Many evidences have supported the association between inflammatory milieau and ED in men with metabolic diseases. Anti-inflammatory agents could be considered as a therapeutic strategy in the treatment of ED. TM has been found to contribute to alleviate lipopolysaccharide-induced inflammatory responses in vivo and lessen atherosclerotic lesion progress, through reducing vascular and intercellular adhesion molecule-1 (VCAM-1 and ICAM-1, respectively), monocyte chemotactic protein-1 (MCP-1), IL-6, and tumor necrosis factor (TNF)-α. The drug also relieved arthritis against the increase in IL-2, IL-1ß, and TNF-α levels. Our result revealed that TM significantly decreased serum IL-6 in DMED rats. Consequently, the reduction of IL-6 may also downregulate the expression of Cp. Therefore, TM reduces the level of Cp, and improves DMED partly by alleviating the systemic inflammation.
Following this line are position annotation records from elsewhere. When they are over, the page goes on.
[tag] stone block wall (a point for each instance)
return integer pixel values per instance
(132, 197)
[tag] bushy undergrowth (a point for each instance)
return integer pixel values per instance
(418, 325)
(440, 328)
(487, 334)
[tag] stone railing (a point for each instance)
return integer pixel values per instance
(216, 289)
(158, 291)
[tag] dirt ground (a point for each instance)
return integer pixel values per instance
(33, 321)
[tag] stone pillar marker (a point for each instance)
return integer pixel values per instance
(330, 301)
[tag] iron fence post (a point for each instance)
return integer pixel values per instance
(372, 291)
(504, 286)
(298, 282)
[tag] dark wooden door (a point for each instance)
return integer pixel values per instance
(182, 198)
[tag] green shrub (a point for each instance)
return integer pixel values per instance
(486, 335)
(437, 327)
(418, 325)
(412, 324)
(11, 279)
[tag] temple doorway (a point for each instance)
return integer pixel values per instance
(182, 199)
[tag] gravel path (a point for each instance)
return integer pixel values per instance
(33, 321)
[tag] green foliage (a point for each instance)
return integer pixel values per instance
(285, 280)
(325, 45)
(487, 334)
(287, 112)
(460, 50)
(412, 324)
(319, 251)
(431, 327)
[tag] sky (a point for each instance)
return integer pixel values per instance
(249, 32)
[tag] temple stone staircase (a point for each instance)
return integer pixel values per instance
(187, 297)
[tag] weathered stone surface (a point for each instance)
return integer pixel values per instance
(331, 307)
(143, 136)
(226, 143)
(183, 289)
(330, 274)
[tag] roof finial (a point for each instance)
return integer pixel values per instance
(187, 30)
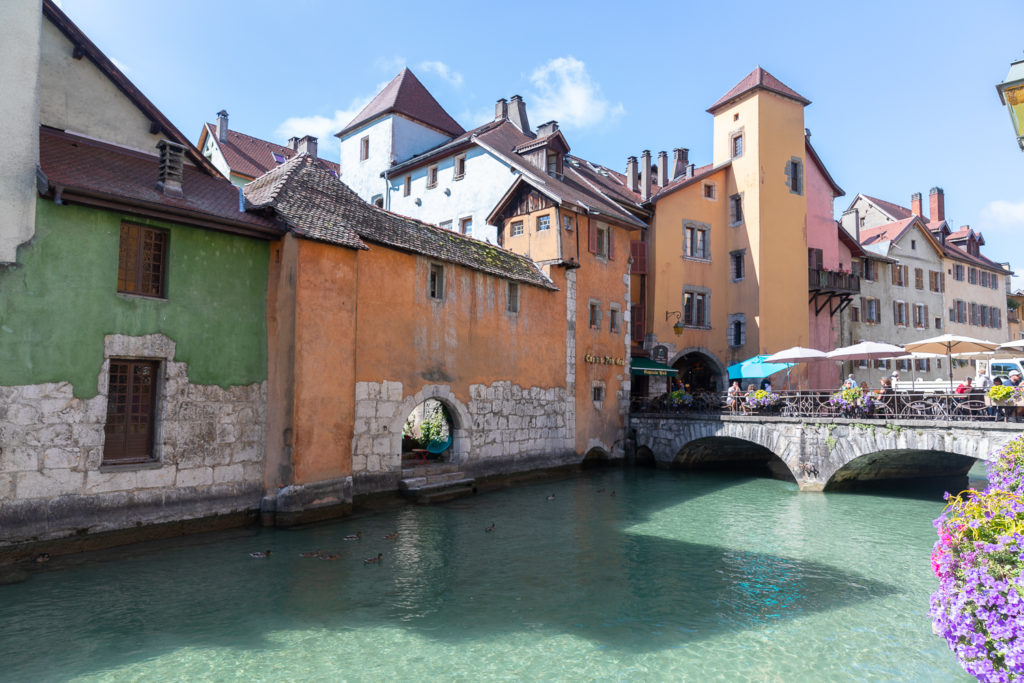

In summary, these results showed TM administration activated the eNOS pathway, increased content of EC, inhibited corporal fibrosis and alleviated systemic inflammation, thus partly alleviating DMED.

The absence of cellular-based experiments was one limitation of the present study. TM is a copper chelating agent, but this study did not study its chelation function. Besides, TM was not approved for the treatment of patients. Therefore, further studies should be performed to clarify the pharmacological functions of TM.

Conclusion

Our study revealed that TM treatment alleviated corporal fibrosis and systemic inflammation and protected endothelial function, finally resulting in partial improvement of erectile function in DMED rats. These results provided a basis for that TM supplementation might be a possible therapy for patients with DMED.